St. Luke's Health Uses AI to Cut Cardiac Arrests and ICU Transfers

Anna Stone was going through the first rounds of her nursing shift at St. Luke’s Upper Bucks Campus when she noticed a patient's heart rate was elevated, a sign that they could be at risk of a cardiac emergency. Before she could check the patient’s chart and decide whether to call for help, a critical care doctor rushed to the patient’s bedside.
A drop in the patient’s oxygen levels had been detected by a monitor that uses artificial intelligence to continuously evaluate vital signs. This triggered an automatic alert for the hospital’s critical care team to send help.

The AI tool is designed to assist doctors and nurses in identifying patients whose conditions are deteriorating — often before visible signs of distress appear — allowing them to intervene earlier. This approach has led to a 34% decrease in cardiac arrests and a 12% reduction in patients experiencing rapid declines requiring urgent ICU transfers between 2022 and 2024, according to St. Luke’s.
Survival rates among cardiac arrest patients increased from 24% to 36%. St. Luke’s experiment with a program called the Deterioration Index, developed by healthcare software giant Epic, is one of the latest examples of hospitals integrating artificial intelligence into their patient care processes.
In other Philadelphia-area initiatives, Jefferson Health and Penn Medicine have introduced ambient listening tools that record conversations between doctors and patients, extracting key details to create well-organized visit notes.

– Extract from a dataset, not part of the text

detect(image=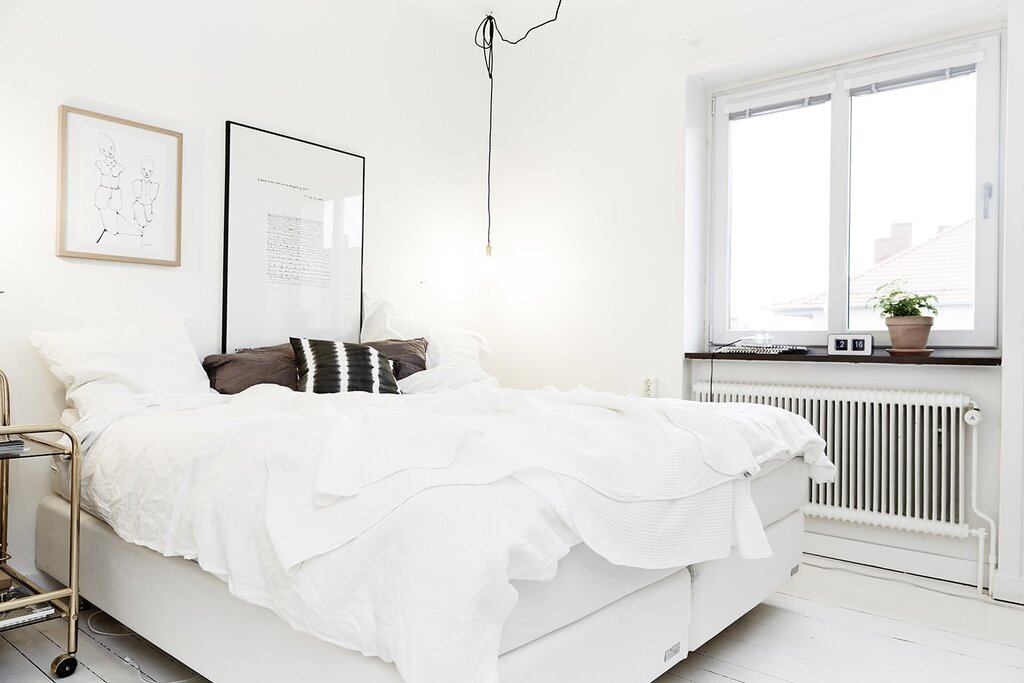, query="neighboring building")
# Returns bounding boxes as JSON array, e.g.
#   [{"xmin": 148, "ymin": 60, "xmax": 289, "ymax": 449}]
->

St. Luke’s has been using its AI monitoring system across all 16 of its campuses, including Quakertown, Upper Bucks, and Grand View, which the health system acquired in July. The initiative has been recognized by The Hospital and Healthsystem Association of Pennsylvania, the region’s largest hospital industry group, with an award for safety and quality improvements that enhanced patient care while reducing hospital costs.

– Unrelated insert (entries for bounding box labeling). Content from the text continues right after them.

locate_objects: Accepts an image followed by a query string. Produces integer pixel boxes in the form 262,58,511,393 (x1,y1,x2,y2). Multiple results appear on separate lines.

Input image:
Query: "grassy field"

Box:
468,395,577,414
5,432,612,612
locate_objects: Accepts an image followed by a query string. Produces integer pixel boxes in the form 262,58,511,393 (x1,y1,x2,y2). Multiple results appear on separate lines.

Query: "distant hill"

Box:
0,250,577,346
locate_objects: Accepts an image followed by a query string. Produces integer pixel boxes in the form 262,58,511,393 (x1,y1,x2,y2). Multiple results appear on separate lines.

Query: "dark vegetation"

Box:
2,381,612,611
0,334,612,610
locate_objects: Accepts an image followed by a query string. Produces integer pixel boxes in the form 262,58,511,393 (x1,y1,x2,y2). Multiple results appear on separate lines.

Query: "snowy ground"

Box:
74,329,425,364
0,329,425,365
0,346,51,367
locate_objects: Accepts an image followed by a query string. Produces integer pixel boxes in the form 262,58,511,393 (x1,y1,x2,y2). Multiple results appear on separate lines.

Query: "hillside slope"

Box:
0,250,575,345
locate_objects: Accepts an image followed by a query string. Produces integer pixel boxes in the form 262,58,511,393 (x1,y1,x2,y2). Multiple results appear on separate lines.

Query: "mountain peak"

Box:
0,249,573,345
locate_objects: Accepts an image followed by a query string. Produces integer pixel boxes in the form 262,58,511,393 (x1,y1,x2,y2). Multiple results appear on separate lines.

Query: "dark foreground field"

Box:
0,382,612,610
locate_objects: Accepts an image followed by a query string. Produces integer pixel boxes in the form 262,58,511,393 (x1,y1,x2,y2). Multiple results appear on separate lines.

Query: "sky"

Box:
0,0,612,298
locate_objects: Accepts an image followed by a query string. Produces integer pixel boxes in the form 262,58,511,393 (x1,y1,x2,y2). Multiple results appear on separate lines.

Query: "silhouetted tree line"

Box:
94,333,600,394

Using AI to Predict Emergencies
The monitoring device, which attaches to a patient’s finger, records and continuously updates patients’ electronic medical records with vital metrics such as heart rate, blood pressure, and lab work results. Using this matrix of data points, it assigns each patient a “deterioration index” — a score between 0 and 100 indicating their overall stability — and automatically alerts critical care when the score rises too high.
It is not intended to replace in-person monitoring but serves as an extra set of eyes when nurses are away from their bedside. What’s more, the sophisticated technology can detect nuanced changes in a patient’s status before physical signs of distress appear.

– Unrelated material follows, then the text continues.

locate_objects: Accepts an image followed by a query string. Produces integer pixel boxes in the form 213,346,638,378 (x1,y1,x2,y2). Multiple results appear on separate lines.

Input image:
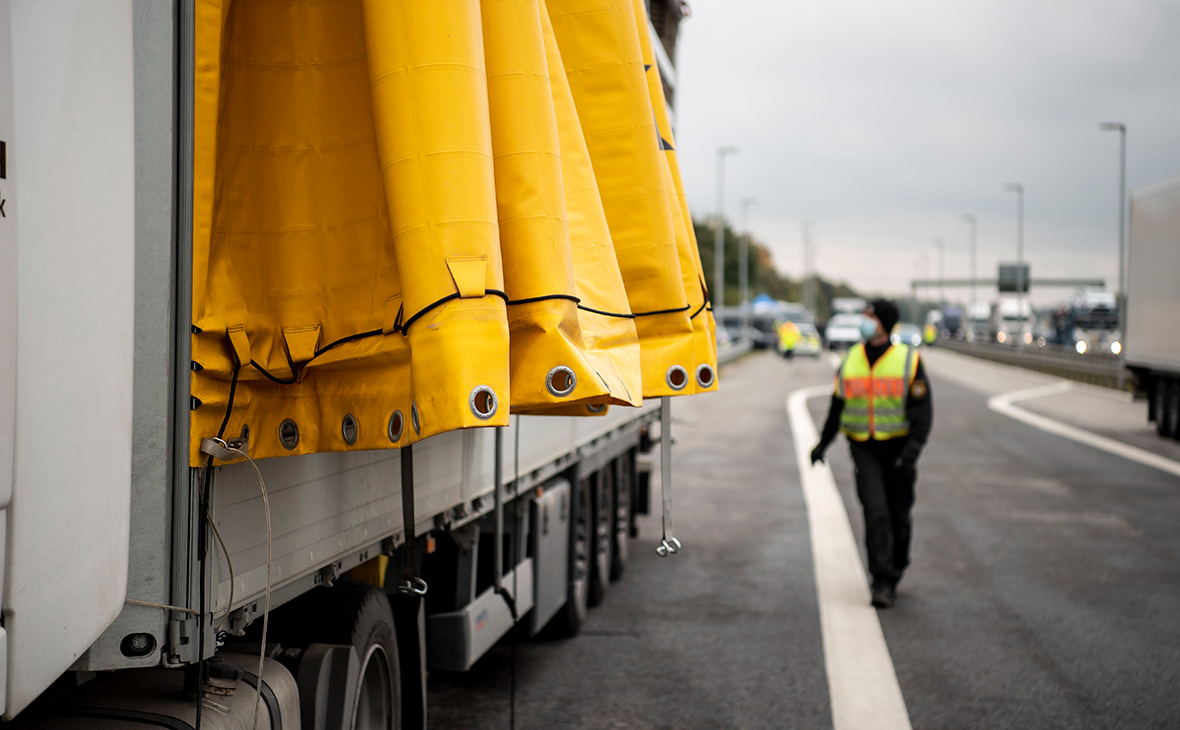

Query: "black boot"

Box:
870,580,897,609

“We would ideally like to intervene on these patients before they reach a point where the intervention isn’t that helpful,” said Matthew Zheng, a critical care doctor at St. Luke’s Hospital — Upper Bucks. “Our nurses work very hard, but they can’t be in the same room all the time.”
When a patient’s “deterioration index” rises above 60, the device sends an alert to the hospital’s virtual response center — a remote hub where a nurse monitors three screens showing the status of all patients. Alerts may also be sent directly to a patient’s care team or the rapid response unit, if the AI monitoring detects that a patient is quickly deteriorating and needs emergency care.
“What that’s allowed is for us to have a proactive response instead of being reactive to patients,” said Charles Sonday, an associate chief medical information officer at St. Luke’s who leads AI initiatives.
Stone, the Quakertown nurse, said having the tool to constantly watch over patients while she’s out of their room is reassuring. Doctors like that it enables them to quickly get up to speed on the status of a patient they transferred out of the ICU, and respond more immediately to their new medical needs, said Zheng, the critical care doctor.
St. Luke’s plans to continue fine-tuning the technology and customizing it to meet the unique patient profiles of each of its campuses, which span 11 counties and two states, from the Lehigh Valley to New Jersey.
The social and economic factors that affect patient health, such as pollution and illness rates, vary significantly across the health system’s sprawling network, Sonday said. The system will also explore customizing the tool for specialty services, such as pediatrics and behavioral health.